The AI Bubble Finally Burst - And It's the Best Thing That Ever Happened

Introduction: When the Hot Air Finally Escaped

This sign greets me at TechCrunch Disrupt 2024 - yeah, who needs people?

Picture this: TechCrunch Disrupt 2024, and the first sign I saw was "Stop Hiring Humans." Who exactly is going to adopt AI with that message?

If you've been following the AI hype train, you've probably noticed something shifting lately. The algorithms are suddenly filled with Sam Altman fans quoting him saying "yeah, I guess it's over."

The AI bubble has finally popped. ChatGPT-5 came out, and honestly, the AGI reasoning promise isn't even real. The pipe dream is gone, and for you and me, this is the very best part.

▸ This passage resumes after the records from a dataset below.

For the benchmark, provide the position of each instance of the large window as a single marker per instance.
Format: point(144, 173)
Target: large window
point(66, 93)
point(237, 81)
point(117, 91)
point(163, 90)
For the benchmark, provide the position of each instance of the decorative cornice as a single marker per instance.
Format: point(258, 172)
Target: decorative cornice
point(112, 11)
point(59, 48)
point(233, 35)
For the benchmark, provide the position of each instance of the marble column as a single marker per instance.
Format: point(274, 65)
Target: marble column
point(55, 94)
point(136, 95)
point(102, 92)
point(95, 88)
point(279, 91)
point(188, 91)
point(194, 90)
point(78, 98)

I wrote about this back in July 2024 - "The AI Bubble Burst" became one of my most popular episodes because people understand that the hype and hot air are getting in the way of creativity. The whole message was that AI was going to take your job. Sign me up for that motivation, right?

We've been living in some male-engineered science fiction fantasy that AI is just going to go all Terminator on us. Do you wonder why adoption is slow worldwide? Why people aren't paying for it? It's because we've been sold fear instead of partnership.

But here's the thing - this crash brings AI down from the ivory tower billionaire pitch fest. It shows us how we can work WITH AI as a tool, how it can actually work with you, not against you. As my guest Maya Ackerman said last week, it's about being co-creative with it.

The AI Bubble Bursts: A History of Hot Air and Broken Promises

"A lot of the people saying AI first really don't have a high opinion of human beings. And I'm not talking about their visions. I'm talking about yours."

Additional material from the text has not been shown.